Note: The public API includes hb_depend_print() for debugging, which prints the full graph to stdout. For programmatic access, use hb_depend_get_glyph_entry() instead.
Each closure method has a corresponding depend method in the same file:
// In SingleSubstFormat1.hh void closure (hb_closure_context_t *c) const { // Closure implementation } #ifdef HB_DEPEND_API bool depend (hb_depend_context_t *c) const { // Depend implementation - similar structure, different output } #endif
This keeps related code together and makes it easier to maintain consistency.

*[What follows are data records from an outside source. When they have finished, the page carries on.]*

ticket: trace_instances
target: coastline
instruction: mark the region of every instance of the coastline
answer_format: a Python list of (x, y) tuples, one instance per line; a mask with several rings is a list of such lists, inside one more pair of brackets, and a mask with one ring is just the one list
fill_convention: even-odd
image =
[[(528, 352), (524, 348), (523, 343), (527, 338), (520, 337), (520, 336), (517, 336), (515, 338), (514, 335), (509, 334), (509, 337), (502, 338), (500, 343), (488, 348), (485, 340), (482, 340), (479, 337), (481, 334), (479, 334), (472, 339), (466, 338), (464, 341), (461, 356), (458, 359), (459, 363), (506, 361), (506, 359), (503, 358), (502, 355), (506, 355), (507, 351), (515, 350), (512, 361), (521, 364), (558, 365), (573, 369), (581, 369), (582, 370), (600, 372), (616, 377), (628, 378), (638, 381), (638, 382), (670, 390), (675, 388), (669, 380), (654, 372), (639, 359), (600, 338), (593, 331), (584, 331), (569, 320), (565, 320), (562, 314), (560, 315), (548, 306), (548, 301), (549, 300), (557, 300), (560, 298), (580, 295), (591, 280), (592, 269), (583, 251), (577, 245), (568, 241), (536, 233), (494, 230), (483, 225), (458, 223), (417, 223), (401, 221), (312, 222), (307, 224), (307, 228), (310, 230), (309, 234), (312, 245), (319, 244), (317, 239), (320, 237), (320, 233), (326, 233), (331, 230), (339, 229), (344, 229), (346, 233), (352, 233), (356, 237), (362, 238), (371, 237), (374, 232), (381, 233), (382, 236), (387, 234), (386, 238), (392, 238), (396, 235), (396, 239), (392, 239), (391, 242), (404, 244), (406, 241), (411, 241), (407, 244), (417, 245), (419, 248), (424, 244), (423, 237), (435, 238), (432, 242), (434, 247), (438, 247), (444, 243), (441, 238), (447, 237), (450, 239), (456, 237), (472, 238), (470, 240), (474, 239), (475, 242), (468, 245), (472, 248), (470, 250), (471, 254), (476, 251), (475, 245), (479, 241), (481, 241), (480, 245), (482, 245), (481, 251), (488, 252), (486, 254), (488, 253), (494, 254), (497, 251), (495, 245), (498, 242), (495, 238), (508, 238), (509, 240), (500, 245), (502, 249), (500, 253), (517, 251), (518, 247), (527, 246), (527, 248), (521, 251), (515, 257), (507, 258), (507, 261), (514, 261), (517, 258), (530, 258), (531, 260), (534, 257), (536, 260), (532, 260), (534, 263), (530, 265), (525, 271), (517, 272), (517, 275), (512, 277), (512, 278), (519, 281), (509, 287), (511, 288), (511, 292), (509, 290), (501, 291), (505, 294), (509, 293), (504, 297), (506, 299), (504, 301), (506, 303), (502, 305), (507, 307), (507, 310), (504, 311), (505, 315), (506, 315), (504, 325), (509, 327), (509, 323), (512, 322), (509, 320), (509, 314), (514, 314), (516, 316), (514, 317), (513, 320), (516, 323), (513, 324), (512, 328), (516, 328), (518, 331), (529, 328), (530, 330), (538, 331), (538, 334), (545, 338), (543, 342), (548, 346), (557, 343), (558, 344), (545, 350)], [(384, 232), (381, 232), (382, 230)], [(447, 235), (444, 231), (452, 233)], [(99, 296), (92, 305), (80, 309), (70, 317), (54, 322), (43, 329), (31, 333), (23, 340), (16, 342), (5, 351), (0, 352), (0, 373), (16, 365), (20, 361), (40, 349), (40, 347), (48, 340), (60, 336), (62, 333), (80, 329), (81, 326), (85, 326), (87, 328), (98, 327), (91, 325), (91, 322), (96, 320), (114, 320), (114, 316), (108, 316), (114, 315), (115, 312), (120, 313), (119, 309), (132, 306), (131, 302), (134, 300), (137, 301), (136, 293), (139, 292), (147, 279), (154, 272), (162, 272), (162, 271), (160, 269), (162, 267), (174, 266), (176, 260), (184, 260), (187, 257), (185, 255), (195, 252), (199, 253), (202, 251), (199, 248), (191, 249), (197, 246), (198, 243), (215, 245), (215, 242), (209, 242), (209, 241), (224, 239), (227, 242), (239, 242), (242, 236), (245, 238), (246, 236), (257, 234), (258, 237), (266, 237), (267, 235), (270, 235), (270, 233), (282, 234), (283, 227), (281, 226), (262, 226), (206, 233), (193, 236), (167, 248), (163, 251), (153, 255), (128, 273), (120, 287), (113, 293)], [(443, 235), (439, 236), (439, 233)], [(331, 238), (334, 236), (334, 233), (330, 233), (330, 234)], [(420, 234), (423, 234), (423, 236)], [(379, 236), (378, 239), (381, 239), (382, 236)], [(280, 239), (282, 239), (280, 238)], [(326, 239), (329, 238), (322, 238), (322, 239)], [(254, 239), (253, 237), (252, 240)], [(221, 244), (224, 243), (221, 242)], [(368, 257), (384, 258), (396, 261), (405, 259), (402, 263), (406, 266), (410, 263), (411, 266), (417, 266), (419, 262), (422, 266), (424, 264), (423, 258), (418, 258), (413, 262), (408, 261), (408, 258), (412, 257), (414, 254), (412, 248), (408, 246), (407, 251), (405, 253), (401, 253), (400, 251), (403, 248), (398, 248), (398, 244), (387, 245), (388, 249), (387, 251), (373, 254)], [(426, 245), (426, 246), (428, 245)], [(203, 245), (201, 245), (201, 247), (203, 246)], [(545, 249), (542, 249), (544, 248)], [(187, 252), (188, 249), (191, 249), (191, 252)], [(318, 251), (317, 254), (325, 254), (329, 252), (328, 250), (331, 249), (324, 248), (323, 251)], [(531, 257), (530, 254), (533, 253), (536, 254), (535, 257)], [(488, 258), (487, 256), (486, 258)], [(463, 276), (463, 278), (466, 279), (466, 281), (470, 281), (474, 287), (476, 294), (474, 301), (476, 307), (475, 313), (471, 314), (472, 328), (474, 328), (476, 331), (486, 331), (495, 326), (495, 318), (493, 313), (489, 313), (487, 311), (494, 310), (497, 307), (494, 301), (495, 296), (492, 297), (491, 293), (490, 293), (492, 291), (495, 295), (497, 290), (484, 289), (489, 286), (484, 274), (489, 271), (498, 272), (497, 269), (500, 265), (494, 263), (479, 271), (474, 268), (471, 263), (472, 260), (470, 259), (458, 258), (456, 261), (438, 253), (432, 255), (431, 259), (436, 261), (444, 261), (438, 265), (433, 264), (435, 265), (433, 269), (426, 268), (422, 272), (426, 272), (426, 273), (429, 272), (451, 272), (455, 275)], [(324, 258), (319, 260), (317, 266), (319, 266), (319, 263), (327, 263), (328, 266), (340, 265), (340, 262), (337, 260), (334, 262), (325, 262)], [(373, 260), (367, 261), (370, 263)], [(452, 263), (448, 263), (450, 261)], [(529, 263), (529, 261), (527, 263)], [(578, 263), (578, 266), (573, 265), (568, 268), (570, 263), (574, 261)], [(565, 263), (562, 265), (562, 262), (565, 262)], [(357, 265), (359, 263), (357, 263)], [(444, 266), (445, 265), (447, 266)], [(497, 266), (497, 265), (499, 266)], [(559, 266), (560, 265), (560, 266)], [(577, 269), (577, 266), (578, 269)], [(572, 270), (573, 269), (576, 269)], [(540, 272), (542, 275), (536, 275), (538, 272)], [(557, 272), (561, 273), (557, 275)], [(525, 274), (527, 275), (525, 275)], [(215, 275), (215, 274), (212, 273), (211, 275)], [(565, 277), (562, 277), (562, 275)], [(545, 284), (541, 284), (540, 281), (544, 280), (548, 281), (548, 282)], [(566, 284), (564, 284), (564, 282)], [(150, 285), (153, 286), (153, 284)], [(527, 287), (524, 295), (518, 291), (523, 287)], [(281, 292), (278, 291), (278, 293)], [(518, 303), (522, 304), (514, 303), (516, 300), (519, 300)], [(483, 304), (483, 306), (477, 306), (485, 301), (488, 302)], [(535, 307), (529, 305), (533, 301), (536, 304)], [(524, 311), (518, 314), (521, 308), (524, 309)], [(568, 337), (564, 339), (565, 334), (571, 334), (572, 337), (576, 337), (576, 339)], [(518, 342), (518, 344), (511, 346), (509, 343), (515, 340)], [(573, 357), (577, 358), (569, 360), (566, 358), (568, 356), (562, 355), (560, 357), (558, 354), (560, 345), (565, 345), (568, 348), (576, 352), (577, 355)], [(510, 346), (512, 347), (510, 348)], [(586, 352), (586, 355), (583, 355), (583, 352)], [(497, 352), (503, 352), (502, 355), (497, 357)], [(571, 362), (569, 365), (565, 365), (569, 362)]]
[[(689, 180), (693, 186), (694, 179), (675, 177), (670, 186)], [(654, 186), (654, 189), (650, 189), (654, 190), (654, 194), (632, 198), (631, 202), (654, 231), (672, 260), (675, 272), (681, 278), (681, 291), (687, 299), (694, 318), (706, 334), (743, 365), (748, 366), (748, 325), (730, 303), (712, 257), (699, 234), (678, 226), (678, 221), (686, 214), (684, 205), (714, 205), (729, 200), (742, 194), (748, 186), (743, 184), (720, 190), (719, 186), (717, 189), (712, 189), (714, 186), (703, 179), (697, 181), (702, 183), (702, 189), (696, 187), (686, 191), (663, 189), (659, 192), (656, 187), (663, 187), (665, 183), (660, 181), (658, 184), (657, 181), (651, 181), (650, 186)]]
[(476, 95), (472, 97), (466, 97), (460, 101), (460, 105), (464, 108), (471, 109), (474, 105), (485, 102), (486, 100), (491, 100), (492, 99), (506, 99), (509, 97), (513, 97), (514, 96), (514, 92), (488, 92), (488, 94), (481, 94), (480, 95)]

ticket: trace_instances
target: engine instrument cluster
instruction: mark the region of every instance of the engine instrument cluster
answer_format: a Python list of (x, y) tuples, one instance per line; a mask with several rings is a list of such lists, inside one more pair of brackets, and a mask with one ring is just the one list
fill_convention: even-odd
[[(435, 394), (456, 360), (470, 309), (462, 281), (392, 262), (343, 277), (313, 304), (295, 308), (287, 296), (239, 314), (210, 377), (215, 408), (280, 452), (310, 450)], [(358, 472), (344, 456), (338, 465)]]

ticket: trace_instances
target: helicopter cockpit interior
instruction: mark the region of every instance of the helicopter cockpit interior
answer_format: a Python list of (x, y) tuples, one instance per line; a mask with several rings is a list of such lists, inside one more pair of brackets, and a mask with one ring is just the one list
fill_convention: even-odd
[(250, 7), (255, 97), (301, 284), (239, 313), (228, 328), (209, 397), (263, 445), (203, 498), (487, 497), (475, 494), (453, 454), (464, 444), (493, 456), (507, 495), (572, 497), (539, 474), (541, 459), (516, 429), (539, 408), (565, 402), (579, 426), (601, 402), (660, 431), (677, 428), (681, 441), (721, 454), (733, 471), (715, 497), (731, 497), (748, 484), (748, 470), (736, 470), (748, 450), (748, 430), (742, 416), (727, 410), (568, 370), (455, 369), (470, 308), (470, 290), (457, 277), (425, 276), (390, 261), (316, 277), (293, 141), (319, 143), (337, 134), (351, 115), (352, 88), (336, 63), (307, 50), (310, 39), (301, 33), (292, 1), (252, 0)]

| Aspect | Closure | Depend |
|---|---|---|
| Goal | Compute reachable glyphs from a starting set | Extract complete dependency graph |
| Output | Modified glyph set | Persistent graph with edges |
| Repeated queries | Must re-walk font each time | O(1) edge lookups in graph |
| Active glyph filtering | Filters by active glyphs during traversal | Filters by parent_active_glyphs() during extraction |
| Sequential accumulation | Accumulates outputs for next lookup | Does NOT accumulate (records all edges) |
| Context filtering | Filters during execution | Records requirements in context_set |
| Edge flags | N/A | Marks edges for expected over-approximation |
| Feature tagging | Not tracked | Tracks which features activate edges |
| Ligature sets | Not tracked | Tracks complete component sets |
| Deduplication | Not needed | Hash-based to prevent duplicate edges |
| Memory management | Minimal - no persistent graph | Temporary structures freed after construction |
| Space complexity | O(1) | O(edges) |
| Time complexity | O(font_size) per query | O(font_size) once, then O(edges) per query |
The depend API currently focuses on GSUB, glyf, cmap, COLR, and MATH tables. Future extensions could include:
The foundation is designed to be extensible - adding support for new tables follows the same pattern established by existing implementations.